Phil, Thank you for your suggestions - I am hunting in the dark here...
for( int itask=0; itask<nTasks; ++itask ){ boost::thread_group threads; for( int i=0; i<nThreads; ++i ){ threads.create_thread( MyStruct(itask++ + 100) ); } threads.join_all(); }
Did you really want the ++itask in the first for() ? Isn't it being incremented enough in the create_thread line?
This was intentional. This highly contrived example creates a fixed amount of work (nTasks) and divides them up among nThreads threads. As a thread takes a task, I increment itask.
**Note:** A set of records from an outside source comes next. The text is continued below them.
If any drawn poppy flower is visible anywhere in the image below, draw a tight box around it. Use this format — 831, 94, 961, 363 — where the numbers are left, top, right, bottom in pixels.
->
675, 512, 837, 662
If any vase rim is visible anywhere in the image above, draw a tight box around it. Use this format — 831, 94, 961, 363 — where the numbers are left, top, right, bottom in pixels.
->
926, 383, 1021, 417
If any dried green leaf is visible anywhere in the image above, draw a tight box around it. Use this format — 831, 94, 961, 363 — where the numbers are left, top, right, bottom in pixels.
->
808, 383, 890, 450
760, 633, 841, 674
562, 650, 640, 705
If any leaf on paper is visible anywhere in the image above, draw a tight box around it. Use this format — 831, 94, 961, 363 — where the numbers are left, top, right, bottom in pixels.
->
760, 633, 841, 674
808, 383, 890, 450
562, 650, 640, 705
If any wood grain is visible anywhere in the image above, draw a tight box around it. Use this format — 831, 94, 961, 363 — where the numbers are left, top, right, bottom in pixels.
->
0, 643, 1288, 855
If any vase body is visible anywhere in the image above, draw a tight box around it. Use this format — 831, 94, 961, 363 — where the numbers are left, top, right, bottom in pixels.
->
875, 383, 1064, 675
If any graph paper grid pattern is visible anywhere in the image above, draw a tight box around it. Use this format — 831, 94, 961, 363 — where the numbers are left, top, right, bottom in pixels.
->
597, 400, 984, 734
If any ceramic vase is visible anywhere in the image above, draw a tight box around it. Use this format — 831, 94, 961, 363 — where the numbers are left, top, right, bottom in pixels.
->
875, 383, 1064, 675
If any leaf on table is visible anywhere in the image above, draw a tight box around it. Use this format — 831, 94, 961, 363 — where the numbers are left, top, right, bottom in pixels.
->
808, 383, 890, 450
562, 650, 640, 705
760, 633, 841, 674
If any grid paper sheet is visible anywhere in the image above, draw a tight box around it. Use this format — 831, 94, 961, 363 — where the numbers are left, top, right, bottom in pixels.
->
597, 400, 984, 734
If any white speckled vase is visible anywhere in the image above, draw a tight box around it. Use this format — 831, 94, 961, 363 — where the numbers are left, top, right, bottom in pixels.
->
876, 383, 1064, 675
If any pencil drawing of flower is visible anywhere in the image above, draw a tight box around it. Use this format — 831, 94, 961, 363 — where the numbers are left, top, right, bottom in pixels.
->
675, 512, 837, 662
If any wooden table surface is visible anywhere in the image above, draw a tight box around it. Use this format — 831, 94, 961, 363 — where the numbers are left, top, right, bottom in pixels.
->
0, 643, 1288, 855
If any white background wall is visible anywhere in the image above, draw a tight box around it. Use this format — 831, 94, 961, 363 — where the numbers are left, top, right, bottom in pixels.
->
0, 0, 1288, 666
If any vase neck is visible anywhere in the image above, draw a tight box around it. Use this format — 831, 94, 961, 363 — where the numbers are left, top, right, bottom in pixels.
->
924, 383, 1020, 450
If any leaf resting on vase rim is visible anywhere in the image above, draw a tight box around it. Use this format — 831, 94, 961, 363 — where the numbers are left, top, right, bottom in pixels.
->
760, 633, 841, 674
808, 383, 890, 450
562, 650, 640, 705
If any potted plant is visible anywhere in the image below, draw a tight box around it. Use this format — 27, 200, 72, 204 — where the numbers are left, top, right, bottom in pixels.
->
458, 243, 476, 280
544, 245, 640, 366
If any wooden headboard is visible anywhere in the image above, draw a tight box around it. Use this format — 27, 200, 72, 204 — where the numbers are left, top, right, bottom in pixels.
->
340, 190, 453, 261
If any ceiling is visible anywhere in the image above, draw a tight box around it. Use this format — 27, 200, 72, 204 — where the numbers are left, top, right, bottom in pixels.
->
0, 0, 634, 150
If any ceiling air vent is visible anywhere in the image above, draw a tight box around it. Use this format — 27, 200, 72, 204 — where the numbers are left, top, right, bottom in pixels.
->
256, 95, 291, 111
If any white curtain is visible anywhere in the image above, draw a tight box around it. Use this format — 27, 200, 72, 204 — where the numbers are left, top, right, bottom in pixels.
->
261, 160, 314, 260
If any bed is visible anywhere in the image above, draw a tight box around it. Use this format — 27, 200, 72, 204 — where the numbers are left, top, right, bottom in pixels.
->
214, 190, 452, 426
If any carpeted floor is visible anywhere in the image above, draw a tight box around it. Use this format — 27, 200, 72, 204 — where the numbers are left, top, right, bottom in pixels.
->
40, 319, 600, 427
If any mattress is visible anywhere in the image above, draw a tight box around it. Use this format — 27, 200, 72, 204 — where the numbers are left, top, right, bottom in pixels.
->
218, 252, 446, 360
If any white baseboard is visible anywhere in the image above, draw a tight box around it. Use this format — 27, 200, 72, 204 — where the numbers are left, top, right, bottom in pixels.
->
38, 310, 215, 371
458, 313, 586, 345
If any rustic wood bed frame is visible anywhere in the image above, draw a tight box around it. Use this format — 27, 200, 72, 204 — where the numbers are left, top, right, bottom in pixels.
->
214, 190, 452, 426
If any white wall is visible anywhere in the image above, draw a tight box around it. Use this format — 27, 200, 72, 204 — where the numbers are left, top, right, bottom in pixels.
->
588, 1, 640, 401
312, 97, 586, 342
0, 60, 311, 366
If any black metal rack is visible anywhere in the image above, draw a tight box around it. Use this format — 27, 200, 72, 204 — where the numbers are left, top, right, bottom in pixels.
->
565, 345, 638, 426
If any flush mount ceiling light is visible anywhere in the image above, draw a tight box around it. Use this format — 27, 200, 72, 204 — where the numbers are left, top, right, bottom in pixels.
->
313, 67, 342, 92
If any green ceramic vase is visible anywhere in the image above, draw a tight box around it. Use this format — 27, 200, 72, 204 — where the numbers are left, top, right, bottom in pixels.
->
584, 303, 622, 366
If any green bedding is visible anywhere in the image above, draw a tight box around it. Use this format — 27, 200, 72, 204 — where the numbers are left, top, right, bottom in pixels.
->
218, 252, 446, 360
Strange, I know...
struct MyStruct { explicit MyStruct(const int i) : tag(i) {} void operator()() const { const int n = 100; std::vector<int> nums(n,0); for( int j=0; j<1000000; ++j ) for( int i=0; i<n; ++i ) nums[i] = i+tag; } private: int tag; };
So sizeof(MyStruct)==sizeof(int) [for the tag]. Now, if you were creating the MyStruct objects like this:
MyStruct my_structs[n];
then I would say that they are all sharing a cache line, and that cache line is being fought over by the different processors when they read tag, and that you should add some padding. But you're not; you're passing a temporary MyStruct to create_thread which presumably stores a copy of it. How does boost::thread_group store the functors that are passed to it? If it is storing them in some sort of array or vector then that could still be the problem - and it could be fixed by adding padding inside boost.thread, or by copying the functor onto the new thread's stack.
I tried adding a member double pad[9999] (uninitialized) to MyStruct to increase its size. This had no effect on performance. I think that boost::thread stores the functors by copy on each individual thread, not on the boost::thread_group object.
Also, I would imagine that the compiler would keep tag in a register. What happens if you declare it as const?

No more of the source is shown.